The outlook for business
The level of enforcement action is likely to increase over the next year. There are a number of reasons for this. First, a number of investigations are reported to be underway, which may in due course lead to action. Many may involve higher profile targets than those against which enforcement action has been taken to date. The OFT has, for example, indicated that an investigation is active in relation to pricing in the aviation industry.
Second, consumer protection groups are themselves examining industry conduct for compliance with the
Regulations, which is in turn prompting regulatory involvement. For example, a review of insurance price comparison sites by Which? accused some of misleading consumers by claiming they could identify the cheapest policies on the web (when this was not the case). Both the OFT and the Financial Services Authority have launched investigations. Which? has also targeted supermarket special offers (claiming that these may be misleading within the meaning of the Regulations if goods are sold at a discount for a longer period than at the higher price) and the sale of extended warranties (to the extent that these duplicate consumers’ existing statutory rights).
Third, it inevitably takes time for enforcement agencies to familiarise themselves with, and to make full use of, new statutory powers, particularly as many of the terms and concepts used in the CPRs are novel to UK law.

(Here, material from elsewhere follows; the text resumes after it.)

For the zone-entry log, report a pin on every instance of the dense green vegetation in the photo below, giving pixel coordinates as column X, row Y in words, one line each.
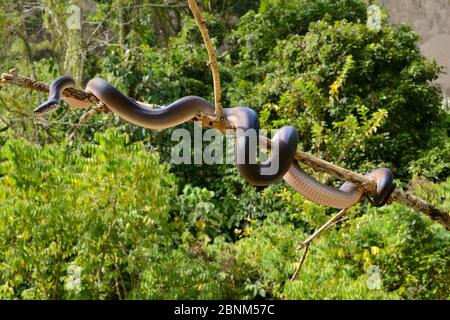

It is still unclear what effects the Regulations, and in particular their blacklist of prohibited commercial practices, will have on businesses’ wider litigation risk. As well as complaining to regulators, consumers and consumer associations may be inclined to seek damages in the courts (for example, by means of a claim for breach of statutory duty or in negligence) where they believe that regulatory prohibitions have been infringed. Such action may, in particular, ‘piggy-back’ on successful enforcement action by a regulator. Given the EU-wide application of the Unfair Consumer Practices Directive, which the Regulations implemented in the UK, large scale claims of this nature may be a particular risk if the EU’s current proposals to create similarly EU-wide ‘class action’ mechanisms bear fruit.